Dans ce contexte, le gouvernement chinois a annoncé ces derniers mois une série de mesures de relance, qui mêlent de nouvelles injections d’argent public à des mesures d’austérité brutales. En septembre, l’Assemblée nationale populaire a voté l’augmentation de 2 à 5 ans de l’âge de départ à la retraite. Toutes ces mesures ne suffiront pas à enrayer la crise profonde qui menace le capitalisme chinois. Mais les attaques contre la classe ouvrière posent les bases d’une intensification de la lutte des classes.
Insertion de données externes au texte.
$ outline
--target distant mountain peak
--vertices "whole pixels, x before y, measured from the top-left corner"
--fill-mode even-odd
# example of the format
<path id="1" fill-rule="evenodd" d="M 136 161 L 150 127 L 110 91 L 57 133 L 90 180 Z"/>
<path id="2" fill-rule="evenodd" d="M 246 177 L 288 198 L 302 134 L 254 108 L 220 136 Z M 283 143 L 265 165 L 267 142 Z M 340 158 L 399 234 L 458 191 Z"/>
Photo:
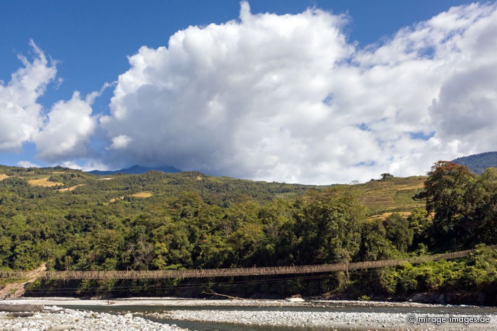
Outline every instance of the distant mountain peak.
<path id="1" fill-rule="evenodd" d="M 175 173 L 175 172 L 181 172 L 181 170 L 177 168 L 174 167 L 172 166 L 154 166 L 154 167 L 148 167 L 144 166 L 139 166 L 138 165 L 135 165 L 132 166 L 129 168 L 125 168 L 124 169 L 120 169 L 119 170 L 92 170 L 90 171 L 87 171 L 89 173 L 92 174 L 96 175 L 111 175 L 115 174 L 116 173 L 127 173 L 129 174 L 140 174 L 141 173 L 144 173 L 148 171 L 152 171 L 153 170 L 155 170 L 157 171 L 162 171 L 163 172 L 169 172 L 169 173 Z"/>
<path id="2" fill-rule="evenodd" d="M 487 168 L 497 167 L 497 152 L 487 152 L 467 157 L 458 158 L 452 162 L 466 166 L 470 170 L 480 174 Z"/>

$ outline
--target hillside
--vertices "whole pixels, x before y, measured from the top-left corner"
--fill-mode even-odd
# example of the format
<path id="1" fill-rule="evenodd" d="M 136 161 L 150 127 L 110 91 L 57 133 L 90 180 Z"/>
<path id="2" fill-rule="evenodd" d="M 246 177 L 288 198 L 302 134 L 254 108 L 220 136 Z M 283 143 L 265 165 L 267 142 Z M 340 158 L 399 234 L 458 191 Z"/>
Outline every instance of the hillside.
<path id="1" fill-rule="evenodd" d="M 458 158 L 452 160 L 452 162 L 460 166 L 466 166 L 475 173 L 480 174 L 487 168 L 497 167 L 497 152 L 487 152 Z"/>
<path id="2" fill-rule="evenodd" d="M 0 166 L 0 174 L 8 178 L 2 181 L 4 185 L 27 183 L 30 192 L 42 195 L 48 203 L 52 203 L 52 199 L 61 199 L 60 193 L 64 191 L 71 194 L 74 203 L 91 201 L 104 205 L 125 198 L 129 200 L 139 197 L 143 195 L 140 192 L 150 192 L 150 197 L 153 197 L 146 203 L 140 202 L 147 204 L 169 201 L 182 192 L 189 191 L 198 193 L 207 203 L 222 206 L 250 199 L 259 202 L 275 198 L 293 199 L 310 189 L 319 190 L 330 187 L 214 177 L 196 171 L 151 171 L 138 175 L 94 175 L 62 167 L 26 169 Z M 414 201 L 412 197 L 422 189 L 425 178 L 422 176 L 394 177 L 364 184 L 332 186 L 337 191 L 350 191 L 357 195 L 368 208 L 368 214 L 381 215 L 409 212 L 415 207 L 423 207 L 423 201 Z"/>
<path id="3" fill-rule="evenodd" d="M 453 164 L 444 166 L 453 170 Z M 466 168 L 460 167 L 460 182 L 474 180 Z M 452 227 L 442 226 L 446 222 L 444 206 L 435 210 L 434 216 L 428 217 L 423 208 L 413 211 L 425 203 L 412 198 L 422 190 L 427 179 L 423 176 L 313 186 L 194 171 L 99 176 L 62 167 L 0 166 L 0 175 L 3 175 L 0 180 L 0 270 L 32 270 L 40 266 L 49 270 L 140 270 L 319 264 L 416 256 L 428 249 L 455 250 L 493 244 L 497 238 L 495 227 L 482 221 L 495 219 L 491 209 L 461 213 L 451 220 L 455 224 Z M 496 178 L 497 172 L 482 176 L 479 186 L 458 183 L 469 190 L 457 191 L 462 198 L 469 199 L 462 201 L 461 205 L 479 203 L 471 199 L 482 194 L 486 199 L 496 196 L 491 191 L 495 186 L 490 184 Z M 445 184 L 439 187 L 445 192 Z M 462 210 L 458 205 L 449 207 Z M 467 230 L 468 227 L 471 231 Z M 495 288 L 481 281 L 497 274 L 495 268 L 473 272 L 471 258 L 467 264 L 434 262 L 427 268 L 406 265 L 349 275 L 339 273 L 326 279 L 230 284 L 219 289 L 211 282 L 226 279 L 36 281 L 26 286 L 26 293 L 198 296 L 212 289 L 241 296 L 334 293 L 353 299 L 372 293 L 405 296 L 441 288 Z M 442 278 L 433 282 L 433 274 Z M 274 277 L 277 276 L 268 278 Z"/>
<path id="4" fill-rule="evenodd" d="M 119 170 L 92 170 L 91 171 L 88 171 L 88 172 L 92 174 L 103 175 L 114 174 L 116 173 L 140 174 L 152 171 L 153 170 L 156 170 L 158 171 L 162 171 L 163 172 L 172 173 L 180 172 L 181 171 L 181 170 L 179 169 L 175 168 L 174 167 L 171 166 L 155 166 L 152 167 L 143 166 L 131 166 L 129 168 L 120 169 Z"/>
Désespoir et lutte des classes

Pendant des décennies, un des piliers de la stabilité du régime était que le niveau de vie moyen de la population s’améliorait constamment. Les jeunes Chinois pouvaient espérer vivre mieux que leurs parents. Aujourd’hui, ce n’est plus le cas.

Cette situation pousse un nombre croissant de Chinois à sombrer dans le désespoir. Le nombre de suicides parmi les jeunes et les adolescents a ainsi brutalement augmenté ces dernières années. Ce désespoir est aussi perceptible à travers la hausse inédite des meurtres de masses ces derniers mois. Début novembre, deux attaques meurtrières ont eu lieu en moins d’une semaine : le 12 novembre à Zhuhai, un homme de 62 ans a tenté de se suicider après avoir foncé en voiture dans une foule et tué 35 personnes ; le 16 novembre, c’est un étudiant désespéré par ses conditions de travail et d’études qui tuait 8 personnes devant une école de Yixing. Plusieurs attaques similaires ont eu lieu durant l’année écoulée.

Ce désespoir n’est qu’une des facettes de l’impact de la crise sur la population chinoise. Une profonde colère mûrit contre le régime. Il n’est pas anodin qu’après chacune de ces attaques, le gouvernement ait tenté d’empêcher les commémorations sur les réseaux sociaux. Il sait que n’importe quel événement dramatique peut être l’étincelle qui provoquera un mouvement de masse. Après les attaques meurtrières de novembre, de nombreux internautes n’en ont pas moins bravé la censure pour souligner la responsabilité du gouvernement dans la crise économique qui a nourri le désespoir des meurtriers.

Cette méfiance du régime prend parfois des aspects presque comiques. Cet automne, un groupe d’étudiants de Zhengzhou a ainsi organisé des virées nocturnes à vélo de 60 kilomètres pour aller manger des guan tang bao, une spécialité locale de Kaifeng. Leur idée a eu un succès inattendu et plus de 100 000 personnes se sont rassemblées pour y participer. Alors qu’il avait initialement soutenu cette initiative « bonne pour le tourisme », le gouvernement local a ensuite sombré dans une profonde panique et a fait interdire l’événement début novembre, de peur que ce rassemblement de masse ne se transforme en manifestation contre le régime. Dans le Henan, les universités ont même interdit la circulation à vélo sur les campus !

Aucune mesure répressive ne pourra pourtant empêcher la profonde colère accumulée dans la société d’exploser. La classe ouvrière chinoise est la plus puissante du monde. Lorsqu’elle entrera en action, rien ne pourra l’arrêter.